Foods to Help Combat Stress:
Fresh Fruit and Vegetables
Consuming a variety of fruits and vegetables will ensure that the body is receiving an adequate supply of essential vitamins and minerals. Stress accelerates the rate at which the body, particularly the adrenal glands are using these nutrients and as such, it is crucial that they are replenished. The adrenal glands are particularly reliant on magnesium, B vitamins and vitamin C for optimum function.
B vitamins - Found in bananas, leafy greens, nuts, seeds, meat, fish and dairy products, these are essential for mitochondrial function (energy production).
Vitamin C - The largest store of vitamin C lies in the adrenal glands. Keep these healthy by eating plenty of vitamin C rich foods such as kiwi fruit, tomatoes, capsicum, citrus fruit, leafy greens and broccoli.
Magnesium - A portion of magnesium can come from fruits and vegetables (leafy greens, avocado, banana) however, it is also found in other food groups such as nuts and seeds, legumes and wholegrains. Magnesium is needed for almost every body system to function. It’s a natural anti-anxiolytic and can help reduce muscular cramps, tension as well as modulate hormone and energy production.
Carbohydrates are thought to increase the amount of serotonin in your brain, which has a calming effect. Eating whole, unprocessed carbohydrates is critical for blood sugar regulation and hormonal function. Blood sugar dysregulation caused by eating highly refined carbohydrates and simple sugars can lead to inflammation in the body and throw out metabolic processes. Reach for whole grains such as oats, brown rice and rye.
Essential Fatty Acids (EFAs)
Essential fatty acids (Omega 3 and 6) are vital nutrients, which help the body to function effectively - particularly the brain through lowering the release of glucocorticoids (stress hormones). A diet rich in essential fatty acids is proven to Include a balance of essential fatty acids in. Essential fats are found in abundance in oily fish, quality oils and nuts and seeds.
Proteins are the basis for every structural element to our body. They are crucial for neurotransmitter (the brain’s chemical messengers) synthesis and needed for healthy brain function. Protein also works to stabilize blood glucose levels, keep mood consistent throughout the day and to support energy production. Include a source of protein with each meal such as lean meats, chicken, eggs, dairy products, legumes and nuts and seeds.
Foods to Avoid:
The immediate effect of alcohol may be calming to some, however, as alcohol is processed by your body, it worsens anxiety by altering levels of serotonin and other neurotransmitters in the brain.

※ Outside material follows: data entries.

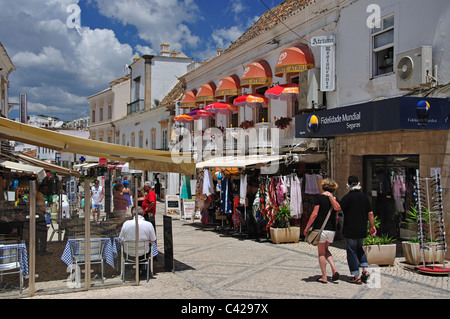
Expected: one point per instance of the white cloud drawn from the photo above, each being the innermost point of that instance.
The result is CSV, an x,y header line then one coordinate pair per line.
x,y
57,66
157,21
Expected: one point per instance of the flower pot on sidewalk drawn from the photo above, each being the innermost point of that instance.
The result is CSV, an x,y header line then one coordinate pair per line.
x,y
285,235
414,256
380,254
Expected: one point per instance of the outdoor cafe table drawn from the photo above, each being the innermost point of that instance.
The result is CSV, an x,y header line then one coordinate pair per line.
x,y
116,247
108,251
23,256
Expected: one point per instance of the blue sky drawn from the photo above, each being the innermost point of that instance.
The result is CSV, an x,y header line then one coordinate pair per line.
x,y
58,66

Avoid caffeinated beverages (eg. coffee black tea, energy drinks, pre-workouts). Caffeine increases cortisol (our stress hormone) further exacerbating symptoms of anxiety. Try Matcha Green tea, although it contains a high amount of caffeine it also contains a high amount of L-Theanine. L- Theanine is an amino acid and inhibits any possible side-effects from caffeine.

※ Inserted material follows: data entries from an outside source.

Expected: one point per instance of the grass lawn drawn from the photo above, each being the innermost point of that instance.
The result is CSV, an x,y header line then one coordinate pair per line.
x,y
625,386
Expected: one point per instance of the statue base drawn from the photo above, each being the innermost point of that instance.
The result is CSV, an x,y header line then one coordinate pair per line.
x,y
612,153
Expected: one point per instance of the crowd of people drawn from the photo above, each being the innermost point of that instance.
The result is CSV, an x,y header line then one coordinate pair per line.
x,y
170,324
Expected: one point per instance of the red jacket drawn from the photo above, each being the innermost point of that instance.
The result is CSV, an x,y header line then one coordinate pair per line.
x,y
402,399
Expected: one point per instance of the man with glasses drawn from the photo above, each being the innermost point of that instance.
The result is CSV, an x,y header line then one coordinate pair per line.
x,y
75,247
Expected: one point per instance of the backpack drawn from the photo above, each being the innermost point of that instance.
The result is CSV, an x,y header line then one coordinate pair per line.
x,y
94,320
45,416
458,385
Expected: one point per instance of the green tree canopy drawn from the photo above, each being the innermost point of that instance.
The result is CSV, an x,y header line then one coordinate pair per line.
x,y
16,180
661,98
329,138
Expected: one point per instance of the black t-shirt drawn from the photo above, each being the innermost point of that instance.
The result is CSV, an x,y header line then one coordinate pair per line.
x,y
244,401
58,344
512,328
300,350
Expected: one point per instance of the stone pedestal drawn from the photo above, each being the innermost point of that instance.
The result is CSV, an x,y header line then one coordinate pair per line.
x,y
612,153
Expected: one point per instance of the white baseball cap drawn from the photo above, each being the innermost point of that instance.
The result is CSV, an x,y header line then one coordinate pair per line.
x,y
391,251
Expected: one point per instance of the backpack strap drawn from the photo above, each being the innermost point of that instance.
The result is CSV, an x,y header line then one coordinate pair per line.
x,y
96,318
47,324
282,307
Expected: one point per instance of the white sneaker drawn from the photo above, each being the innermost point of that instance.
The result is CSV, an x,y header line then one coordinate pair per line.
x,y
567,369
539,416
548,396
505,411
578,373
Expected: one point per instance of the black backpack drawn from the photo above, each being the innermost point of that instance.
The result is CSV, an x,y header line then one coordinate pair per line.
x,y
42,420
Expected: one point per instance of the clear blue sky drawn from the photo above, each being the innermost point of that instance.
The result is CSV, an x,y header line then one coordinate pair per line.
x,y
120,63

How can a nutritionist help with stress and diet?
Seeing a clinical nutritionist is highly beneficial if you want to make long-term positive changes to your diet and manage stress. A nutritionist will provide an individualised treatment plan and ongoing support to address your needs and goals. A holistic assessment will be conducted to identify any underlying imbalances (nutrient excesses/ deficiencies), other contributing factors to your stress and medical history. Pathology will be analysed to further establish the best treatment for your state. From here, you will be given a highly detailed and individualised nutrition plan to follow and bring your body back into a state of balance. You will also be given tools to use within your every day life (exercise and mindfulness exercises) to create a holistic and long term plan to manage your stress response.